Why Floyd will always be greater than Pacquiao

Discussion in 'World Boxing Forum' started by Pretty Boy Floyd, Jun 2, 2017.


  1. Willie Maeket

    Willie Maeket "40 Acres and Mule" -General William T. Sherman Full Member

    13,894
    8,368
    Jun 22, 2015
    He has been fighting at 147 for over a decade now, no more of the weight excuse. Posting excuses like that make it less Poster of the Year and more Pillow Bitter of the Year. Pacquiao has been getting excuses for far too long for no real reason anymore. He is not a flyweight he is a light middle weight on fight nights now. He was 156 pounds in the Mayweather fight, he's a man not a boy.
     
  2. Odins beard

    Odins beard Fentanyl is one hell of a drug.... Full Member

    20,458
    12,588
    Apr 13, 2014
    My point still stands as did Willie 's.

    I'm not hating on Floyd, I'm not a fan of Pac or Floyd.

    Both are ATG's.
     
  3. sponge

    sponge Active Member Full Member

    675
    188
    Jun 12, 2015
    Pacquiao - Eight titles in different weight classes.
    5 time lineal champ.
    Floyd could have done those......
    He did not, why?
     
  4. Farmboxer

    Farmboxer VIP Member Full Member

    86,106
    4,096
    Jul 19, 2004
    Void is void................
     
  5. Nonito Smoak

    Nonito Smoak Ioka>Lomo, sorry my dudes Full Member

    53,088
    6,686
    Sep 8, 2010
    Pac is a legend. But at no point did anyone ever rate Pacquiao close to Mayweather P4P until Floyd retired in 2008. Only the media fueled rivalry between them made that become a conversation. Then Floyd came back and regained the P4P crown pretty quickly. All of that would be equally true if Floyd didn't dominate Pac in their fight and say if their fight never happened. And they too did fight with a decisive and clear result. Their resumes and accomplishments pretty clearly favor Floyd. But both are head and shoulders above the rest of "their era" which once again speaks volumes.
     
    Pimp C likes this.
  6. Gannicus

    Gannicus 2014 Poster of the Year Full Member

    13,452
    2,990
    Mar 4, 2014
    Yeah he is a welterweight, I'm not denying that, but he's a tiny welterweight who has lost MUCH of his attributes by this time. He went from being a razor fast, athletic beast with Golovkin-esque power, big enough to stop people ATG level like Barrera, to being unable to knock anyone out and losing athleticism and speed and its marriage, from after the gruelling fights with Cotto and Margarito.
    Fight night weight is not truly representative of size. Gamboa was the same fight night weight at Lightweight as Crawford but that fight was won on size - the size different was massive, Gamboa was tiny at LW and was mediocre (the equivalent of Pac at welter).
    The thing is, he was a Lineal Flyweight Champion..and managed to be successful from Flyweight to LMW - spanning 10-11 weight classes. That is what is absurd.

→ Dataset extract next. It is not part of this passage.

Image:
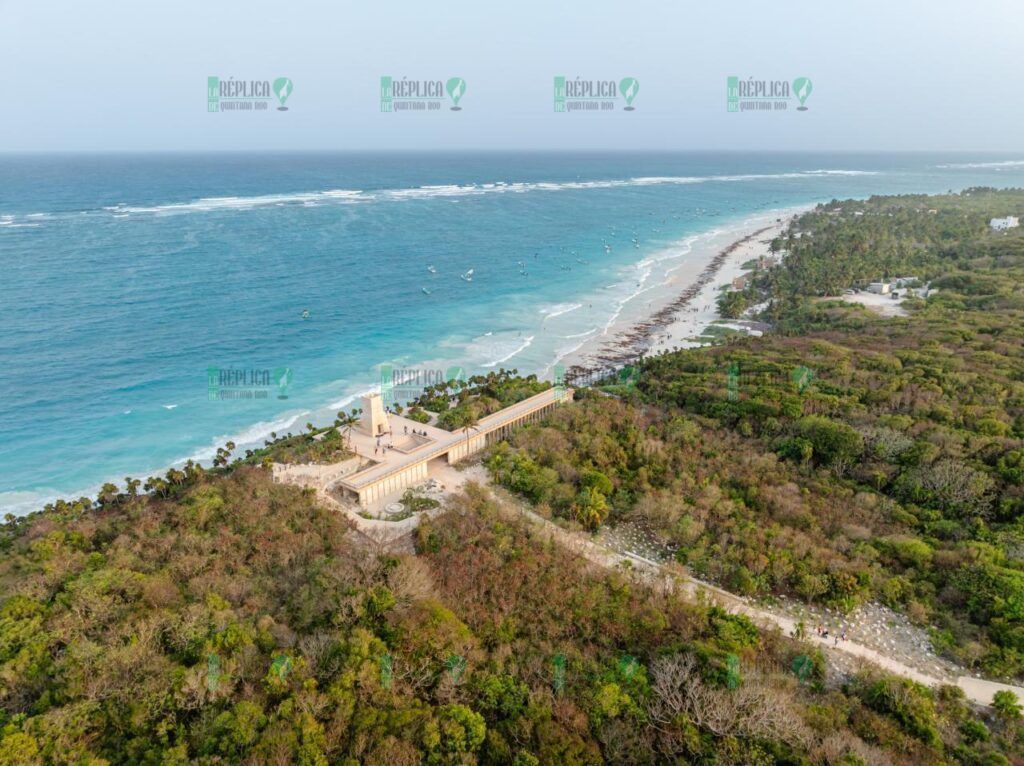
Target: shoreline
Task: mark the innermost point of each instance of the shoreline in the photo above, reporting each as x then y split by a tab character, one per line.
683	314
713	257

    It's like Canelo Alvarez going all the way to Super Heavyweight (not just Heavyweight) - beating a bunch of ATG's, HOF level fighters, all around good fighters in between and becoming an ATG Heavyweight there. The fact is, he has become successful in that weight class, and it's truly unprecedented - a major reason why Duran is 10th in the ATG rankings, thus one of the GOATs.

    What happened to the modern ATG in Roman Gonzalez? He started fighting people his size and he wasn't the same juggernaut. His limit is Super Flyweight and in his best weight classes, he is brilliant - he uses size advantage well like aggressive fighters do. Historically, it's praiseworthy when an aggressive fighter does well in a weight class he is on the slightly smaller side for.
     
    pincai likes this.
  7. Big George

    Big George Boxing Junkie Full Member

    7,867
    20
    Jan 16, 2011
    And don't forget he fought Cotto after Margacheato beat his head in with plaster paris...
     
  8. Legend X

    Legend X Boxing Addict banned Full Member

    6,315
    664
    Mar 18, 2005
    Errr .... don't you think the fact that Pacquiao moving up from 126-130 and unexpectedly decimating guys in the 140-150 range at that time has something to do with it ??

    Pacquiao had his fair share of admirers who rated him p4p before that perhaps too, to be fair.